Mean TLR and SR concentrations in each group were compared with the use of t tests, with P < 0.05 indicating significance. Each child was determined to be VA-deficient or not deficient based on the cutoffs of <0.1 μmol/g liver for estimated TLR (3) and <0.7 μmol/L for SR concentration (2). Comparisons were made between presence of VAD in each child as defined by TLRs and SR to calculate the rate of true positives, false positives, true negatives, and false negatives (Supplemental Table 1) (13).

Correlations between the indicators of inflammation, i.e., AGP and CRP, and SR and estimated TLRs were then examined with the use of Pearson’s correlation. Infection status in the Zambian children was calculated based on the categories proposed by Thurnham and McCabe (9) with the use of cutoffs of CRP >5 mg/L and AGP >1 g/L: children with neither acute-phase protein elevated were considered to be the healthy reference group, those with only elevated CRP were in the incubation stage, those with elevated CRP and AGP were in the early convalescent stage, and children with only raised AGP were in the late convalescent stage.
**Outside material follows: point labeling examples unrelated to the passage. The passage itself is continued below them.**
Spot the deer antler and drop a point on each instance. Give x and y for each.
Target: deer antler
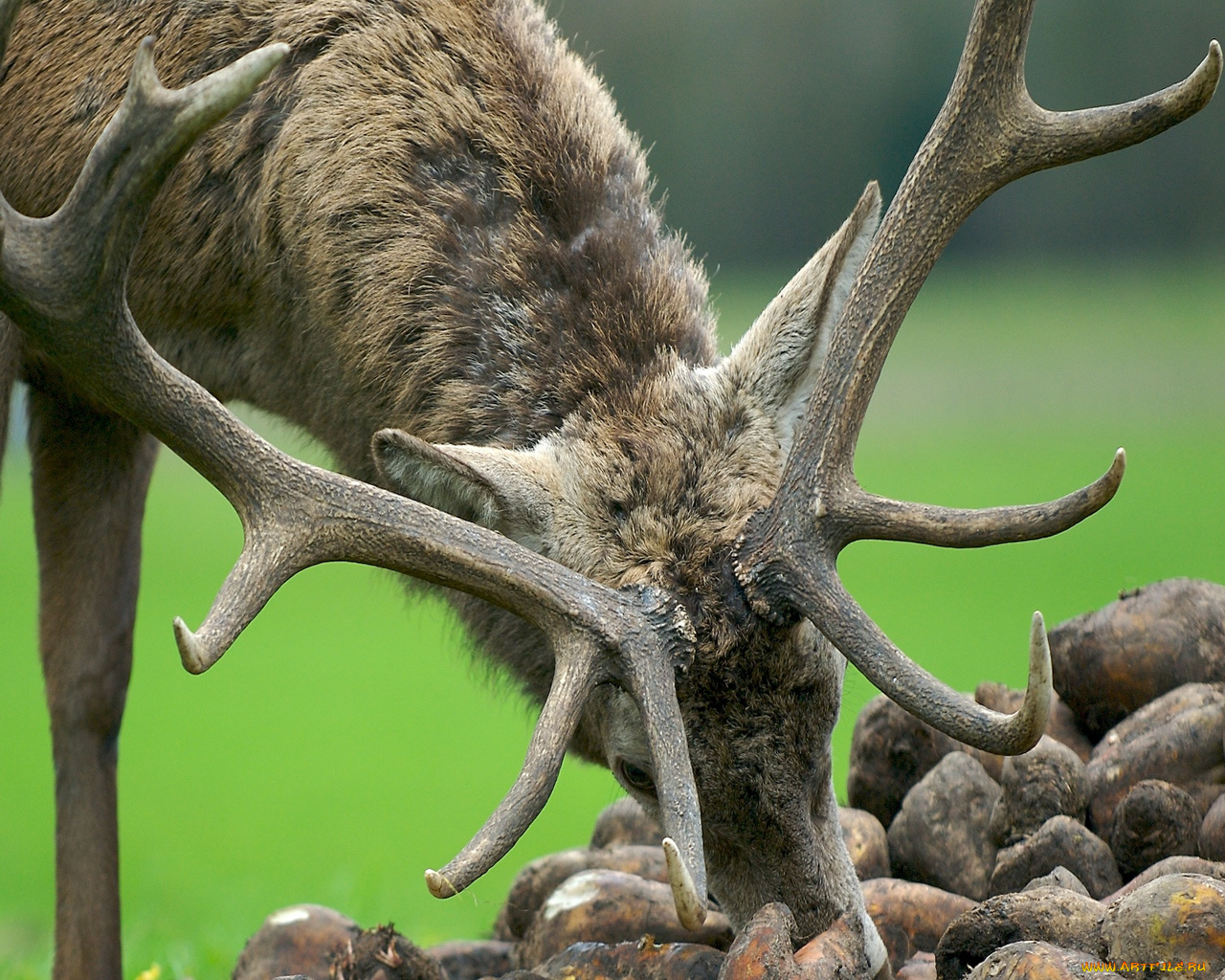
(988, 134)
(62, 282)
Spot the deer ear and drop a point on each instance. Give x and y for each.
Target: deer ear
(506, 490)
(779, 358)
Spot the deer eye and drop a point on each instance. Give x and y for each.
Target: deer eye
(635, 777)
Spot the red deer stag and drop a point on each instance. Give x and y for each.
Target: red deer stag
(427, 237)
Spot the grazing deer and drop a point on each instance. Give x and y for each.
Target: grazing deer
(427, 237)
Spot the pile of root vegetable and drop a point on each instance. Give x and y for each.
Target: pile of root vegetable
(1101, 850)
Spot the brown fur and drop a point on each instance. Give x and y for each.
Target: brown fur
(432, 217)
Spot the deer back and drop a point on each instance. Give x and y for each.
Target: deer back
(430, 217)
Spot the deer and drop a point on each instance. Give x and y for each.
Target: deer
(421, 233)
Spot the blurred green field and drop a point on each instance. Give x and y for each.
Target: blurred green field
(346, 742)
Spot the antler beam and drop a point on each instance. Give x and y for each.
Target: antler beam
(988, 134)
(62, 282)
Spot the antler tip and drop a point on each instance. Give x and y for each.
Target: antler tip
(191, 652)
(438, 886)
(690, 906)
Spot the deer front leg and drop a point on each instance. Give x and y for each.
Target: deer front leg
(91, 473)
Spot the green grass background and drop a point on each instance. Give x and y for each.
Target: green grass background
(346, 742)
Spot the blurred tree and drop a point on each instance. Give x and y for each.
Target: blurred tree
(766, 118)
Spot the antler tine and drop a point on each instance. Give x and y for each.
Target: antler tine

Thurnham and McCabe (9) proposed an infection correction factor applied to the 0.7-μmol/L SR concentration cutoff used to define deficiency rather than correcting individual results. For incubation or late convalescence (elevated CRP or AGP), the adjusted SR cutoff for VAD would be 0.6 μmol/L, and for early convalescence (elevated CRP and AGP), it would be 0.5 μmol/L. These correction factors were used to calculate adjusted VAD rates based on infection status, and sensitivity and specificity of SR concentrations to determine VAD were again calculated in the Zambian children after correction for presence of inflammation. Statistical analysis and calculations were performed in Stata/SE 13.1 (StataCorp).

RESULTS

Out of the original study sample sizes, 37 had both SR and TLRs in the Thai study and 128 children had both SR and TLRs in the Zambian study. Baseline characteristics are shown in Table 1. Whereas mean SR concentrations were higher in the Thai children, their TLRs were much lower than those of the Zambian children; TLR distribution was very different between the populations in comparison with SR (Figure 1). The mean ± SD values of estimated TLRs were 0.09 ± 0.05 μmol/g in the Thai children and 1.14 ± 0.41 μmol/g in the Zambian children (Table 1); the mean and variance of these distributions were both significantly different between the countries (P < 0.001). Mean SR values were 1.19 ± 0.22 μmol/L and 0.97 ± 0.27 μmol/L in the Thai and Zambian children, respectively; mean SR concentrations between the countries were significantly different (P < 0.001), but variance was not. In the Thai children, 10.8% had elevated CRP; AGP was not measured in this group, so infection status could not be determined. Among the Zambian children, elevated CRP (>5 mg/L) was present in 34 children (26.6%), and AGP was elevated (>1 g/L) in 125 (97.7%) of the children, which categorized them as having no infection (2.3%), or in either early (26.6%) or late (58.6%) convalescence, with no children in the incubation stage. Sixteen Zambian children were missing CRP values, and therefore their infection status could not be determined.

TABLE 1.

Baseline anthropometric characteristics, vitamin A indicators, and markers of infection in the Thai and Zambian study participants with both SR concentrations and TLR values, as well as infection stage in the Zambian study participants1

Thai children (n = 37) Zambian children (n = 128)
Population characteristics of children with both SR and TLR values
 Age, y 9.1 ± 1.3 5.9 ± 0.57
 Weight, kg 24.4 ± 5.2 17.3 ± 2.0
 Height, m 1.26 ± 0.09 1.08 ± 0.06
 BMI-for-age z score −0.67 ± 0.97 −0.34 ± 0.73
Vitamin A indicators
 Vitamin A TLR, μmol/g 0.09 ± 0.05* 1.14 ± 0.41
 SR, μmol/L 1.19 ± 0.22* 0.97 ± 0.27
Markers of infection
 CRP >5 mg/L 4 (10.8) 34 (26.6) (16 missing)
 AGP >1 g/L No data 125 (97.7)
Infection stage2
 No infection (neither CRP nor AGP elevated) 3 (2.3)
 Incubation (only CRP elevated) 0 (0)
 Early convalescence (both CRP and AGP elevated) 34 (26.6)
 Late convalescence (only AGP elevated) 75 (58.6)
 Cannot be determined (missing CRP) 16 (12.5)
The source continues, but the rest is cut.